Había muerto la madre de Emiliano. Vivían desde hacía mucho tiempo en la ciudad de Puebla. Dejaron atrás su pasado, enterrándolo donde la tierra lo guarda. Hubo un tiempo en que, pese a lo que hicieron, huyeron, creyendo que al dejar los huaraches en la vieja casa podrían olvidar y alcanzar el perdón del que oyeron hablar tras la muerte de doña María.
Magdalena dejó una carta antes de morir. Estaba cerrada. El sobre, arrugado y viejo, estaba cubierto de polvo y humedad. Como última voluntad, debía llegar a Comala. Solo debía leerse allí.
Emiliano tomó la carta. La sostuvo largo rato en el camión. No sabía lo que contenía. Solo le pesaban los recuerdos: su madre, Magdalena, todavía viva, fingiendo alegría mientras los labios le temblaban.
Había llegado. Vio Comala. El camión se detuvo y siguió su rumbo. Allí encontró a un anciano. Estaba pálido; el rostro apenas se le distinguía bajo el sombrero. Cuando la duda le pesó, el anciano se adelantó y le dijo:
—¿A dónde se dirige, joven? —se acomodó el sombrero.
—Voy a la casa de Magdalena. Aquí casi no se oye nada.
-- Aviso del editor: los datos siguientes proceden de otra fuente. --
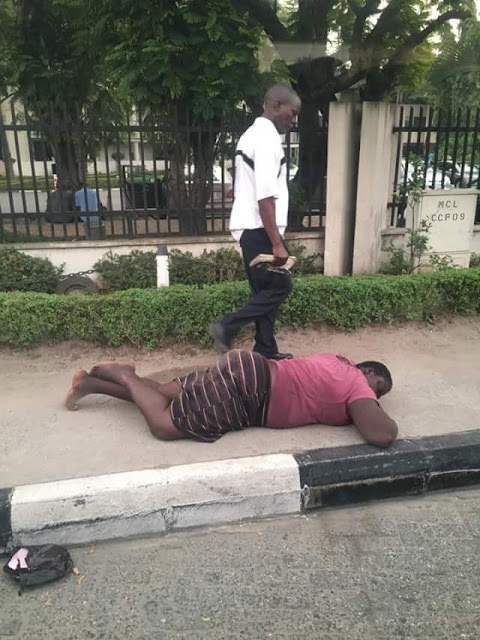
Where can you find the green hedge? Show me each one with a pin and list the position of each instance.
(152, 318)
(139, 269)
(21, 272)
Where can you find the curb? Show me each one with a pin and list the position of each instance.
(121, 505)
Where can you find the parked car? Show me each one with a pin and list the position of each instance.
(220, 182)
(474, 170)
(431, 178)
(454, 172)
(139, 186)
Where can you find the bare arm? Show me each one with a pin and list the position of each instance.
(267, 214)
(373, 423)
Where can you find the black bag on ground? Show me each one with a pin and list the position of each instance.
(31, 566)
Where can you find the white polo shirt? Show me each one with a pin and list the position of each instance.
(260, 172)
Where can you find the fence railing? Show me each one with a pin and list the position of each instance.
(438, 148)
(146, 176)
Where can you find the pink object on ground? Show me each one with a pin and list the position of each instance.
(316, 389)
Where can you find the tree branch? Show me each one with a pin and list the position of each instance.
(417, 38)
(381, 28)
(348, 79)
(362, 13)
(262, 11)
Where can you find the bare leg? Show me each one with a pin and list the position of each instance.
(148, 397)
(83, 384)
(102, 371)
(154, 405)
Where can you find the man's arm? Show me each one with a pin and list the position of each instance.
(267, 214)
(373, 423)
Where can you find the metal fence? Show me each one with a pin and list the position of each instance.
(150, 175)
(438, 149)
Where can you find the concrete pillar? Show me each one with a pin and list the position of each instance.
(343, 149)
(377, 145)
(163, 278)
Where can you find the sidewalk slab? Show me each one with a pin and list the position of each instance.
(436, 391)
(157, 501)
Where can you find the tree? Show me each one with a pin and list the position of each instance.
(188, 63)
(6, 80)
(454, 80)
(58, 77)
(378, 43)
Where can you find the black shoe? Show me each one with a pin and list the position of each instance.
(219, 335)
(280, 356)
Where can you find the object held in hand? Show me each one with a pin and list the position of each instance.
(267, 259)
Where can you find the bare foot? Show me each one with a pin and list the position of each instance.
(77, 391)
(112, 370)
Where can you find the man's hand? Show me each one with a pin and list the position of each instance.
(280, 255)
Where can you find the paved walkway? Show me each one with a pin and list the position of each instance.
(436, 390)
(386, 571)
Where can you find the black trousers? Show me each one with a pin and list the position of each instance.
(268, 289)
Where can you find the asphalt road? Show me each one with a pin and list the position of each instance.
(407, 569)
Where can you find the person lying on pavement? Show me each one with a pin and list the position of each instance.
(244, 389)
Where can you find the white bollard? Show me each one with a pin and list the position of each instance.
(163, 278)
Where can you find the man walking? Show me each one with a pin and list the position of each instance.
(259, 219)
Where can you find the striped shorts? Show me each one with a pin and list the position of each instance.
(229, 396)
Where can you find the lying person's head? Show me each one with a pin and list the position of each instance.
(378, 376)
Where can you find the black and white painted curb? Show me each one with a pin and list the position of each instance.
(121, 505)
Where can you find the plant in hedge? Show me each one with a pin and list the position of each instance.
(21, 272)
(137, 269)
(407, 262)
(475, 260)
(209, 268)
(155, 317)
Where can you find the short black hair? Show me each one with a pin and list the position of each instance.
(379, 369)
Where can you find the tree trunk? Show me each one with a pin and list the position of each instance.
(313, 79)
(7, 158)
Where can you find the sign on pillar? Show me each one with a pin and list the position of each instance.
(451, 214)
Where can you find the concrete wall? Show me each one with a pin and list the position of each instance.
(81, 256)
(343, 149)
(377, 150)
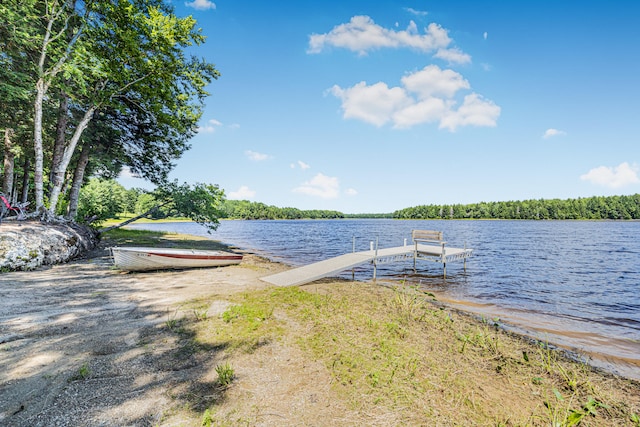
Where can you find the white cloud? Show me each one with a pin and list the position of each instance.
(300, 164)
(474, 111)
(256, 157)
(552, 132)
(426, 96)
(373, 104)
(243, 193)
(210, 127)
(322, 186)
(416, 12)
(613, 177)
(433, 81)
(361, 35)
(201, 4)
(453, 56)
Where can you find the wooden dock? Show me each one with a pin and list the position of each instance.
(332, 266)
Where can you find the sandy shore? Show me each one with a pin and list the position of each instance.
(59, 322)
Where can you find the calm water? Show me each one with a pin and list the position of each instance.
(573, 283)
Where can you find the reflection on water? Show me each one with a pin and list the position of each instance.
(574, 283)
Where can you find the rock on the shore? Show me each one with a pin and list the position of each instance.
(30, 244)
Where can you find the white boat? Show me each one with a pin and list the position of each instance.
(139, 258)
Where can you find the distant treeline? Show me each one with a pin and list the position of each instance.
(611, 207)
(598, 207)
(243, 209)
(389, 215)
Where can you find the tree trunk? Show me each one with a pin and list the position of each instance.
(41, 88)
(25, 180)
(9, 161)
(78, 177)
(61, 131)
(66, 158)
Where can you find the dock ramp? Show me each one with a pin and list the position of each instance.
(332, 266)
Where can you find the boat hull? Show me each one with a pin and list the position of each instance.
(141, 259)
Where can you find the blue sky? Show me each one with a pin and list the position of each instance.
(362, 106)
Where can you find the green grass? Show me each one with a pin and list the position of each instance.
(398, 351)
(122, 218)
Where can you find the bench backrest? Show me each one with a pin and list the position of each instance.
(427, 235)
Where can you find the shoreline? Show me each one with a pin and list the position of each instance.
(83, 343)
(511, 322)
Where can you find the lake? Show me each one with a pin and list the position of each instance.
(575, 284)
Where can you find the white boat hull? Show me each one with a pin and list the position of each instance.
(140, 259)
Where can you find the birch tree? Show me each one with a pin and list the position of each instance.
(127, 56)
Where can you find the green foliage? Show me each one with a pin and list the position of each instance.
(144, 203)
(612, 207)
(225, 374)
(244, 209)
(101, 199)
(200, 202)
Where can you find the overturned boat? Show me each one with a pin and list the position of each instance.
(141, 259)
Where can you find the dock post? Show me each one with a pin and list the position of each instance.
(375, 262)
(464, 260)
(353, 250)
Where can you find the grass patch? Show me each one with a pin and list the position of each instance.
(122, 218)
(397, 351)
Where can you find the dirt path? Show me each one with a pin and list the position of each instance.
(83, 344)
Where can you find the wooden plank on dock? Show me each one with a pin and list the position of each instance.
(332, 266)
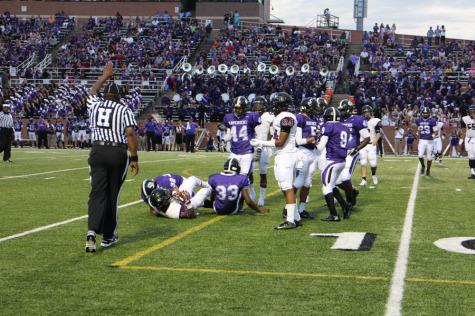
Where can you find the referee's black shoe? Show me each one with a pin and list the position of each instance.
(106, 243)
(90, 242)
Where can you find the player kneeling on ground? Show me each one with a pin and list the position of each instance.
(229, 188)
(178, 202)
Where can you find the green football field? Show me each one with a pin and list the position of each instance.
(236, 265)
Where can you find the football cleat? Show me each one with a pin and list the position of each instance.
(286, 225)
(106, 243)
(347, 211)
(306, 215)
(90, 243)
(331, 218)
(375, 179)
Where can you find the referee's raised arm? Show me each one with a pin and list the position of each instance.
(112, 126)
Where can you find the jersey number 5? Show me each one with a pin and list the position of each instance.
(104, 118)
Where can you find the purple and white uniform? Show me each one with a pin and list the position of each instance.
(307, 157)
(241, 130)
(426, 129)
(335, 137)
(358, 127)
(169, 181)
(227, 190)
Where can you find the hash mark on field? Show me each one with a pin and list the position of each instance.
(42, 228)
(166, 242)
(393, 306)
(295, 274)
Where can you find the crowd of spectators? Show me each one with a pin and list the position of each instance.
(55, 101)
(252, 45)
(20, 38)
(159, 42)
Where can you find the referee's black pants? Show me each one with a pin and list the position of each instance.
(108, 171)
(190, 143)
(43, 139)
(6, 136)
(150, 140)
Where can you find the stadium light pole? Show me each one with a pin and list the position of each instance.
(359, 13)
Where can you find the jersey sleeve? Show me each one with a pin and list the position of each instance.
(286, 124)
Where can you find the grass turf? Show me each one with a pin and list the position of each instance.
(237, 265)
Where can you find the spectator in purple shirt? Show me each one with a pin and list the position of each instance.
(190, 131)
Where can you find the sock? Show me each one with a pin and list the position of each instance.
(471, 163)
(421, 160)
(302, 206)
(291, 212)
(262, 193)
(373, 171)
(339, 197)
(331, 204)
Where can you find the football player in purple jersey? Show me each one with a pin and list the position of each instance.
(240, 127)
(358, 138)
(229, 188)
(308, 132)
(334, 139)
(426, 128)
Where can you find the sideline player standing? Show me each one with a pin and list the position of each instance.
(426, 126)
(263, 131)
(240, 130)
(368, 153)
(6, 132)
(308, 131)
(113, 131)
(285, 125)
(468, 135)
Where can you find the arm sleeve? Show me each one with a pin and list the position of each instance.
(322, 143)
(298, 137)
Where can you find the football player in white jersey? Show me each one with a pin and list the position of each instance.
(285, 129)
(439, 136)
(368, 153)
(468, 136)
(263, 132)
(309, 123)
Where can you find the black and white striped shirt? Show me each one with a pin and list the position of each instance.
(108, 120)
(6, 120)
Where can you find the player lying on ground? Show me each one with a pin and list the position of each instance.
(178, 202)
(230, 188)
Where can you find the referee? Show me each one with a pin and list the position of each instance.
(113, 131)
(6, 132)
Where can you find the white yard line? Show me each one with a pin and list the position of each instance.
(394, 304)
(82, 168)
(42, 228)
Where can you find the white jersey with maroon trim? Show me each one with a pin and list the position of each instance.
(285, 121)
(469, 124)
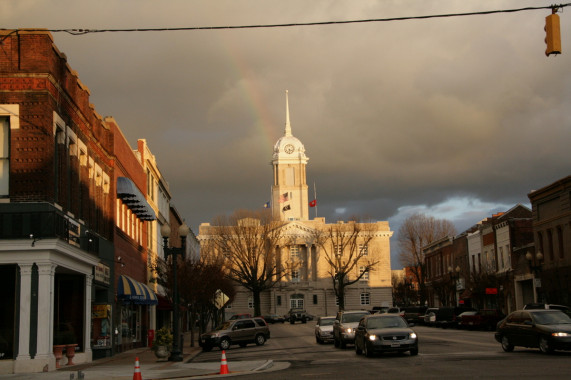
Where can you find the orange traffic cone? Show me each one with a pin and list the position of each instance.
(137, 373)
(224, 364)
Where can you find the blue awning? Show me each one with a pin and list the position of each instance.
(130, 290)
(134, 199)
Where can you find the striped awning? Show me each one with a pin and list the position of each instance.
(131, 196)
(133, 291)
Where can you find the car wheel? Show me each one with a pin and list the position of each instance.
(206, 348)
(358, 351)
(544, 346)
(506, 346)
(224, 344)
(260, 340)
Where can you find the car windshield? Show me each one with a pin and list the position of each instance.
(386, 323)
(349, 318)
(326, 322)
(551, 318)
(223, 326)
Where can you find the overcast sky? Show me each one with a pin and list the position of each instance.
(454, 117)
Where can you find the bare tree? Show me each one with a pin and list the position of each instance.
(417, 231)
(345, 247)
(198, 283)
(247, 242)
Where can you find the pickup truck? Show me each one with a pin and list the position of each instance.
(485, 319)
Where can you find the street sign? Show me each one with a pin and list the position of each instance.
(220, 299)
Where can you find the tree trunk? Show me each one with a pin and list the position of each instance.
(257, 306)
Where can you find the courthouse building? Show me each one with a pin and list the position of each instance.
(310, 286)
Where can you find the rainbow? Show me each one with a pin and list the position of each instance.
(260, 112)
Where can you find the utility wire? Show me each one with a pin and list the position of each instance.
(89, 31)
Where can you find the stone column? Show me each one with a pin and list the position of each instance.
(87, 318)
(46, 273)
(25, 308)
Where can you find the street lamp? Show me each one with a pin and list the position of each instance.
(454, 276)
(183, 231)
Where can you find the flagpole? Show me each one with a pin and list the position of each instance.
(315, 197)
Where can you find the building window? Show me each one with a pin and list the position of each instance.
(560, 242)
(294, 252)
(550, 244)
(294, 276)
(365, 274)
(296, 301)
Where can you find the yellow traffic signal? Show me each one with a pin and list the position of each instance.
(552, 35)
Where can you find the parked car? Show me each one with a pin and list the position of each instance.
(486, 319)
(274, 318)
(236, 331)
(240, 316)
(395, 310)
(546, 329)
(447, 316)
(412, 314)
(324, 329)
(379, 309)
(384, 333)
(344, 326)
(296, 315)
(430, 316)
(563, 308)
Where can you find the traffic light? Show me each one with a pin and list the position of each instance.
(552, 35)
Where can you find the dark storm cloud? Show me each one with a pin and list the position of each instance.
(456, 117)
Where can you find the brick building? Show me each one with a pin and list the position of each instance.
(56, 204)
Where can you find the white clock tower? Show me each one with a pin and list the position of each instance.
(289, 189)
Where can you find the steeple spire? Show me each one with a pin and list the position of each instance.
(287, 131)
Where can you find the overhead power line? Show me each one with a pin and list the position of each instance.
(406, 18)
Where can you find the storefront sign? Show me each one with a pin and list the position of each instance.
(103, 273)
(100, 311)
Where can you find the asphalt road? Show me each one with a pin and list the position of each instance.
(443, 353)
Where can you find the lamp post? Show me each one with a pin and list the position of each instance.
(183, 231)
(454, 274)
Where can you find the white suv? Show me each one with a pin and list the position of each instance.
(344, 326)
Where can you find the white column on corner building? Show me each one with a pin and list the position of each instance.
(87, 317)
(46, 276)
(25, 308)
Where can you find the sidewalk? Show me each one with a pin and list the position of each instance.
(122, 367)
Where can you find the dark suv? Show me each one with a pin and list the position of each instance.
(298, 315)
(344, 326)
(237, 331)
(447, 316)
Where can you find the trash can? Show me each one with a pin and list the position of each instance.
(151, 337)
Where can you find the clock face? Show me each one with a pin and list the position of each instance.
(288, 148)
—Ya, ya. Esa mujer… No sé si vaya a encontrar su casa. La tierra se le vino encima.
—¿Cómo fue? —preguntó sin mirarlo.
—¡Híjoles! Creo que usted no se enteró. Hizo daño. La envidia… ya sabe.
—…
—Aquí la tierra no se queda con lo que no le pertenece.
Emiliano bajó la mirada. Apenas movió la cabeza, sin decir nada. Ya había oído esos murmullos.
No le había importado hasta el día en que la halló muerta, tras envidiar a una vecina por sus guajolotes. Fue con don Ezequiel, para que le hiciera un trabajo. Pagó todo lo que tenía. Luego la vecina enfermó, también los guajolotes. Y a Magdalena algo se le fue quedando dentro. Moría de hambre. Pero más de envidia.
Emiliano no sabía lo peor. Recordaba que allá, cuando alguien tiene algo que otro no, la envidia lo entierra.
La carta decía la verdad. La abrió. Tiró el sobre. Quedó pálido. Entonces la tierra, la misma que cubrió la casa de Magdalena, vino también por él.